The CRAMS (contract research and manufacturing services) sector in the country is expected to almost double to $7.6 billion (around Rs 34,000 crore at current rates) in 2012, up from $3.8 billion in 2010. Of this, contract manufacturing was $2.3 billion.
The segment will grow at a globally high 41.4 per cent CAGR during fiscal years 2010-12 ; in contrast, worldwide, the outsourcing market is expected to grow at a far lower 12.6 per cent CAGR, the report says.
Sourcing from Indian companies will also more than halve the spend of global majors on these activities. “Global pharma majors are tying up with Indian companies to get drug discovery and development of new chemical entities with focus on biological skills to take advantage of skilled manpower and scientific talent pool,” it says.
“ICRA sees healthy prospects for the Indian CRAMS sector on the back of custom manufacturing and increasing presence in contract research,” it says.
Among some significant CRAMS players, the report mentions Jubilant, Biocon, Strides Arcolab, Dishman Pharma and Divi's Labs that have gained from some winning global deals. CRO players grew five-fold in three years, from around 20 in 2005 to around 100 in 2008. The number may reach 150-200 by 2012, it said.
Custom or contract manufacturing will lead the segment. “The growth will be supported by a high number of US FDA approved plants, skilled manpower coupled with inherent cost advantages, which will enable India to capture a significant chunk of the current $67 billion global pharma outsourcing market,” it says.
In 2010, globally, contract manufacturing was about 64 per cent of the total CRAMS market. The global contract research market was $ 25 billion with a CAGR of 19 per cent over 2007-10.
For the same period, the Indian contract research industry grew quickly to around $1.5 billion at a CAGR of 65 per cent but on a small base. It sees huge scope for growth as only around 20 per cent of global pharma R&D spend is being outsourced.
As big pharma players look for measures to cut costs and sustain their profits, they are expected to outsource activities to the extent of $85 billion by fiscal year 2012. This is because of loss of patents and pricing pressure from generic medicine in the developed countries.
According to the ICRA report, during 2011-15, products worth $97 billion of many innovator companies are expected to lose patents.

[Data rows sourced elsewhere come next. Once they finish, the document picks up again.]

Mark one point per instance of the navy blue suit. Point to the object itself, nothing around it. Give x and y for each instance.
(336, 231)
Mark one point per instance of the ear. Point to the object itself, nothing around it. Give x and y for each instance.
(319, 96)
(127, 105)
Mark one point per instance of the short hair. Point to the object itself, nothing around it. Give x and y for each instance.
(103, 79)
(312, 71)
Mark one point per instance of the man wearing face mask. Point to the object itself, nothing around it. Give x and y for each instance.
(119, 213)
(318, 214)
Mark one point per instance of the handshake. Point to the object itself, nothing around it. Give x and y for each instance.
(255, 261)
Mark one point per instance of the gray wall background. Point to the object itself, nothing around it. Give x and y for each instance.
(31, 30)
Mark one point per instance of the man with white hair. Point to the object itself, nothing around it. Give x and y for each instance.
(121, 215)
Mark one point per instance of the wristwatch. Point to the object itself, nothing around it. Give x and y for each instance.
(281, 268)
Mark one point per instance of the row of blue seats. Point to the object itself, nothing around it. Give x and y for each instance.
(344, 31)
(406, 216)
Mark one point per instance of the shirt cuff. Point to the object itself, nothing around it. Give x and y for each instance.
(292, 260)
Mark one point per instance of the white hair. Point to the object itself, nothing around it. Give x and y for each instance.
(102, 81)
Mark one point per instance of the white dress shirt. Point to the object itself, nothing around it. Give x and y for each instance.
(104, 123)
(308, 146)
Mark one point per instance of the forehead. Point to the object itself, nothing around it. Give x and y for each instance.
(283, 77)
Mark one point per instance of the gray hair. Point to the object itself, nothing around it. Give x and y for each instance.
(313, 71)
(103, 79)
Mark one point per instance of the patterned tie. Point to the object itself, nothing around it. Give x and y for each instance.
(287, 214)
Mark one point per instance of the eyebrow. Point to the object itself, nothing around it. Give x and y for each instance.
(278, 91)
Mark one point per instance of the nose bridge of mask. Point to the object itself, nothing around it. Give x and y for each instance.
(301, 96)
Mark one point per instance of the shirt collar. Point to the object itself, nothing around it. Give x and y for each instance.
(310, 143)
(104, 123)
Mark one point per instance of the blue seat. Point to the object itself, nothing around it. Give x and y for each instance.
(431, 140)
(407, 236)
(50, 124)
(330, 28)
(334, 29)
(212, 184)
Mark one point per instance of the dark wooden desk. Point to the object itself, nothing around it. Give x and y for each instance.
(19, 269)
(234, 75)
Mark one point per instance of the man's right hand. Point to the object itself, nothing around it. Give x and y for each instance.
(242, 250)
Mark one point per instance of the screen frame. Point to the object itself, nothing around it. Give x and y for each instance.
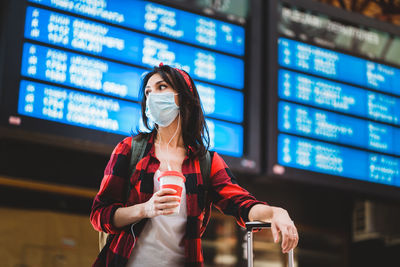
(273, 169)
(54, 133)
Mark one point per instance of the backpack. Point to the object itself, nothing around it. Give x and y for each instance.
(137, 152)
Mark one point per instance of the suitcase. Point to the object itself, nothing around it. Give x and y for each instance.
(255, 226)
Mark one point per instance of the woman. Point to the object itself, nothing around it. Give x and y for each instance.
(141, 234)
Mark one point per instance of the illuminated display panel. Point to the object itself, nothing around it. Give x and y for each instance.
(81, 63)
(335, 101)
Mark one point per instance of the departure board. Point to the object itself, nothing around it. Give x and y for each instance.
(335, 97)
(82, 62)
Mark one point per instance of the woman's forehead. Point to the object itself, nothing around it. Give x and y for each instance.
(154, 79)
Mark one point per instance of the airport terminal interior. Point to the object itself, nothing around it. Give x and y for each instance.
(301, 99)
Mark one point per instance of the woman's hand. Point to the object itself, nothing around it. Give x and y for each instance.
(281, 223)
(161, 203)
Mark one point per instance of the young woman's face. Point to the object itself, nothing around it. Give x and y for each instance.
(156, 84)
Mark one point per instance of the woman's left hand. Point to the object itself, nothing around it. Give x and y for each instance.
(281, 223)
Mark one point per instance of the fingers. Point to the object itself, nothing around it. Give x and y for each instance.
(275, 233)
(166, 191)
(165, 202)
(290, 238)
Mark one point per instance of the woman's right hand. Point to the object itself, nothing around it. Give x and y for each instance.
(162, 202)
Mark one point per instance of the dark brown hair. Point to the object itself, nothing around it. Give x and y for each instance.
(194, 129)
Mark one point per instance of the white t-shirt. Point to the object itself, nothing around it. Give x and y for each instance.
(161, 241)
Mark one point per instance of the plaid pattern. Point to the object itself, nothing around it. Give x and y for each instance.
(225, 194)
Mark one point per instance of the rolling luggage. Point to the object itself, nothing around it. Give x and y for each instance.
(253, 226)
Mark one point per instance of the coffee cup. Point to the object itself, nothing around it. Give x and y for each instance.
(173, 180)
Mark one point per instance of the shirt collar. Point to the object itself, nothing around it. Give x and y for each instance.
(190, 150)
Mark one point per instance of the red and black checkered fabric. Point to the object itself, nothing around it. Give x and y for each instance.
(224, 193)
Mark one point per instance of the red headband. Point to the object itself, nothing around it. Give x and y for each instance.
(184, 75)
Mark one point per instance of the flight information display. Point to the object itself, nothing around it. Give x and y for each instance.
(338, 104)
(82, 63)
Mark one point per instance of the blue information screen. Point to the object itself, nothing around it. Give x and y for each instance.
(337, 113)
(81, 72)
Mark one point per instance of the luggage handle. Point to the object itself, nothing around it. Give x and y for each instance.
(254, 226)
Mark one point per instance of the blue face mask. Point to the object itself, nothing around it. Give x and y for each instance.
(161, 108)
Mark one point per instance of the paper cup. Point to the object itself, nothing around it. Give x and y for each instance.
(174, 180)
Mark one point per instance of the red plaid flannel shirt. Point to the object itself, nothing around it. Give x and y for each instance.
(224, 193)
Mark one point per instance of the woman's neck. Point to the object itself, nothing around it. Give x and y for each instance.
(170, 135)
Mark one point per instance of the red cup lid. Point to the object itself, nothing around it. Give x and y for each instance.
(172, 173)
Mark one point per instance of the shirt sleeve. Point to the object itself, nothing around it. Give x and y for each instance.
(113, 189)
(227, 195)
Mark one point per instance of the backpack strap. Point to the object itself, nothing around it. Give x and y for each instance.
(137, 152)
(205, 169)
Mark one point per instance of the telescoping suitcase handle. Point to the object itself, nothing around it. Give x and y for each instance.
(254, 226)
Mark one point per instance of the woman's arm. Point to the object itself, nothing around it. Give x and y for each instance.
(280, 222)
(161, 203)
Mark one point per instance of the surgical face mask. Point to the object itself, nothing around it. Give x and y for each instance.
(161, 108)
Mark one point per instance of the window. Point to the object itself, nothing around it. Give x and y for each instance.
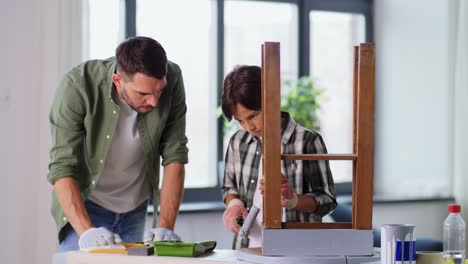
(332, 38)
(103, 30)
(245, 29)
(207, 38)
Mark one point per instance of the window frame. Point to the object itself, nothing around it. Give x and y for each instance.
(364, 7)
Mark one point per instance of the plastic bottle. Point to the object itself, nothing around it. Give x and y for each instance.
(454, 236)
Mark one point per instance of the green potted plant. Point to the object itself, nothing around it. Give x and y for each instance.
(302, 101)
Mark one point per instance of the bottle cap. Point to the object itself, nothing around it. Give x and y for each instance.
(454, 208)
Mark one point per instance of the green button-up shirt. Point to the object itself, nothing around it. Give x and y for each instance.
(83, 119)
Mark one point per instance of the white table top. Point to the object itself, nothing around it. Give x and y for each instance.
(78, 257)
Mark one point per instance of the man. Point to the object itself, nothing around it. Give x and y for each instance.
(111, 122)
(307, 188)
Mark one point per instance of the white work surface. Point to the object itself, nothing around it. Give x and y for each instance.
(218, 256)
(77, 257)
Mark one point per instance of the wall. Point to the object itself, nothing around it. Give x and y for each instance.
(413, 148)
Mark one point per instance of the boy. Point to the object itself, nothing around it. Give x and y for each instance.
(307, 188)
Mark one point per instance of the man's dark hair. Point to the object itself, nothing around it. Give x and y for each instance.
(141, 55)
(242, 86)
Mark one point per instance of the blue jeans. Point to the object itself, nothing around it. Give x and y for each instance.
(130, 226)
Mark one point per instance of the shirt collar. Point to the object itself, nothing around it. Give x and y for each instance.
(286, 131)
(109, 81)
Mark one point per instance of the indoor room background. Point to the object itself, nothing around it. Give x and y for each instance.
(421, 103)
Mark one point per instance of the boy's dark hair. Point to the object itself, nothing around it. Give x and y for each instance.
(141, 55)
(242, 86)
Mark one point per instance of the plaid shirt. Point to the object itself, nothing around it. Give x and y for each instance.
(308, 177)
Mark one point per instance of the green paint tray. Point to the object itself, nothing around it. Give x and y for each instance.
(183, 249)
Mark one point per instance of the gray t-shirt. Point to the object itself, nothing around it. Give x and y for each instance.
(123, 184)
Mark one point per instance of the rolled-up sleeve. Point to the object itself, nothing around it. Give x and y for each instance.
(229, 181)
(319, 178)
(66, 122)
(173, 145)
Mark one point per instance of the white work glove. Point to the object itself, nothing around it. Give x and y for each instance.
(288, 195)
(161, 234)
(234, 209)
(96, 237)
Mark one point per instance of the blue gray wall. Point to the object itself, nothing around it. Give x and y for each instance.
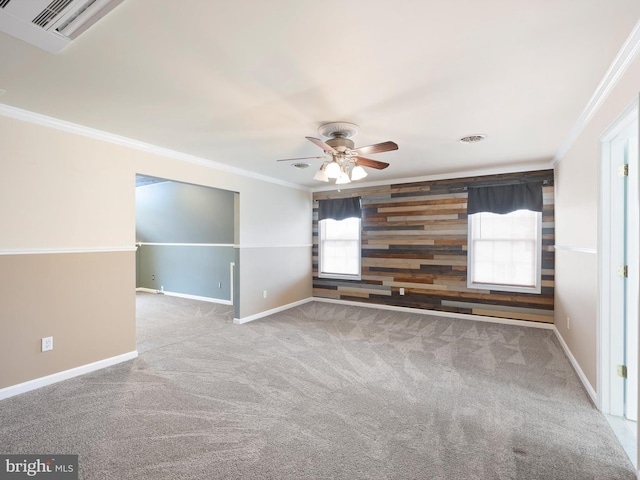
(201, 221)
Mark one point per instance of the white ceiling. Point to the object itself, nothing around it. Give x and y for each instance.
(242, 83)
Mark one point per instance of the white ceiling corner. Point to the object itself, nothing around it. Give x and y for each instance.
(239, 85)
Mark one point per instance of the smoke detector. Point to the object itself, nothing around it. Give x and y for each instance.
(472, 138)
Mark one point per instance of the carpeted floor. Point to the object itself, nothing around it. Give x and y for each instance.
(322, 391)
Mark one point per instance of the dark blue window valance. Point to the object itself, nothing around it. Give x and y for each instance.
(505, 198)
(339, 208)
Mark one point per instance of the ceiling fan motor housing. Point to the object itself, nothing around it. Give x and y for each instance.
(340, 144)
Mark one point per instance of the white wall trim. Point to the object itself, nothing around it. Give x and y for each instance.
(293, 245)
(185, 295)
(266, 313)
(570, 248)
(437, 313)
(65, 375)
(576, 366)
(619, 65)
(160, 244)
(51, 122)
(49, 251)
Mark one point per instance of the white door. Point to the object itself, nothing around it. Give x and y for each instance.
(619, 245)
(632, 242)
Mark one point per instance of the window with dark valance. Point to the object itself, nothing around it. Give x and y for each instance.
(505, 198)
(339, 208)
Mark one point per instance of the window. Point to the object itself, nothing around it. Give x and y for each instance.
(339, 248)
(505, 251)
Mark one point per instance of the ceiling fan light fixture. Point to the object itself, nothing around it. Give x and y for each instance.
(343, 178)
(332, 170)
(320, 175)
(358, 173)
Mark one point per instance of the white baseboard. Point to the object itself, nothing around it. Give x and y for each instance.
(576, 366)
(184, 295)
(65, 375)
(437, 313)
(266, 313)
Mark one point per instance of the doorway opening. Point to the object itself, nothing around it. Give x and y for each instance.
(619, 263)
(186, 238)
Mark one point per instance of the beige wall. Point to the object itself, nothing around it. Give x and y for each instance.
(86, 301)
(62, 191)
(577, 184)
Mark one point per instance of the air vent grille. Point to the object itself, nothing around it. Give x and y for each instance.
(50, 12)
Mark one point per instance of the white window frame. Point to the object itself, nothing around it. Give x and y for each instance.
(338, 275)
(537, 288)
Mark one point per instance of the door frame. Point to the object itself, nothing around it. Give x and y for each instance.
(610, 387)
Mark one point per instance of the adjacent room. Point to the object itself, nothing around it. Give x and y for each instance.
(292, 240)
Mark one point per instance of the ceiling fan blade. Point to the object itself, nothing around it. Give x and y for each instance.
(367, 162)
(321, 144)
(300, 158)
(377, 148)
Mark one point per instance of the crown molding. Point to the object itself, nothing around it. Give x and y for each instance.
(619, 65)
(530, 167)
(69, 127)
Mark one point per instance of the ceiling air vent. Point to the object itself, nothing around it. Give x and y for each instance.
(51, 25)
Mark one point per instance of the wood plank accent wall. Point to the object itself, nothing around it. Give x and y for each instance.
(414, 236)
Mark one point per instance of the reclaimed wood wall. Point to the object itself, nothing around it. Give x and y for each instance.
(414, 236)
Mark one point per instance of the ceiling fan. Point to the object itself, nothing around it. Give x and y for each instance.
(343, 162)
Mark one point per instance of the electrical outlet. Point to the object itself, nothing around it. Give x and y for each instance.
(47, 344)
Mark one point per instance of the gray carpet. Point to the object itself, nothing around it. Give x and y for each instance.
(322, 391)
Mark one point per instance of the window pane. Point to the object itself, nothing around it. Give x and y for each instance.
(340, 246)
(504, 248)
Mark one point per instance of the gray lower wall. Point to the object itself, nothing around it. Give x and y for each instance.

There will be fewer product launches in relation to R&D spends and these new launches cannot fill the revenue loss from blockbuster drugs [those that fetch $1 billion in yearly sales] that go off patents.
“As per industry estimates, outsourcing of activities such as manufacturing and R&D work to India leads to cost arbitrage of more than 50 per cent when compared to developed countries. As a fall-out of that, non-core activities such as manufacturing of APIs [active pharma ingredients], dosage development, packaging have been outsourced to low-cost destinations such as India and China.”
Large domestic branded generics players are also outsourcing manufacturing activities to such players while they focus on marketing and sales, new launches and customer-centric activities.
However, Indian CRAMS players need to build “entrenched relationships with innovator companies over a period of time; initially with smaller projects and gradually move on to high value-add projects,” it says.
For their part, Indian companies, in order to bag new clients, have acquired overseas assets that give them new technologies such as lyophilisation, sterile drugs and cytotoxics.